High fructose corn syrup

High fructose corn syrup is used as an alternative to sugar to sweeten some drinks, particularly in the US. It possesses no greater health risk than any other sugar - but do cut down on sugar!

This is one that is more of concern in the US than the UK, where it is unusual for high fructose corn syrup (or HFCS) to be used. The reason it tends to be used in the US is that it is cheaper than conventional sugar, apart from anything else because fructose, one of the two sugars in HFCS (the other is glucose), is sweeter than sucrose (the fructose/glucose combo in conventional sugar). This means that technically it is slightly healthier than sucrose, as you can use less HFCS than cane or beet sugar to get the same sweetness.

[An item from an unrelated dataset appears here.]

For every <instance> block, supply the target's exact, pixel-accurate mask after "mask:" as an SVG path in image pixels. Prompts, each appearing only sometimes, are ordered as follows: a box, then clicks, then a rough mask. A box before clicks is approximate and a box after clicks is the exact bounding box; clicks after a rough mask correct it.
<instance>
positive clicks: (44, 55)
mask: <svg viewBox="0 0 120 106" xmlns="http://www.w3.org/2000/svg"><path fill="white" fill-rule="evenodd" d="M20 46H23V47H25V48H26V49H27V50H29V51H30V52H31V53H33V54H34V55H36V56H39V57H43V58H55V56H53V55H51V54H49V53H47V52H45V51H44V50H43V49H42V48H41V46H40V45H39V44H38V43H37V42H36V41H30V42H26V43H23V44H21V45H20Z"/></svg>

There is nothing magic about any of these sugars, and HFCS has less fructose concentration than, say, an apple or pear. And, to be absolutely certain, there has been plenty of good research done on HFCS which shows that there are no negative effects whatsoever, apart from the usual problems of sugar.

So that's it. It's yet another scare because HCFS sounds less 'natural' than cane or beet sugar. In the end it's the same stuff, but because fructose is sweeter than sucrose, you need less of it to get the same level of sweetness, so if you have a choice, you should go for the HCFS. Like all sugars, it's something we should consume in moderation. Like all sugars, almost all of us should consume less. But the dire warnings doing the rounds on social media making it a dietary bogeyman have no basis whatsoever.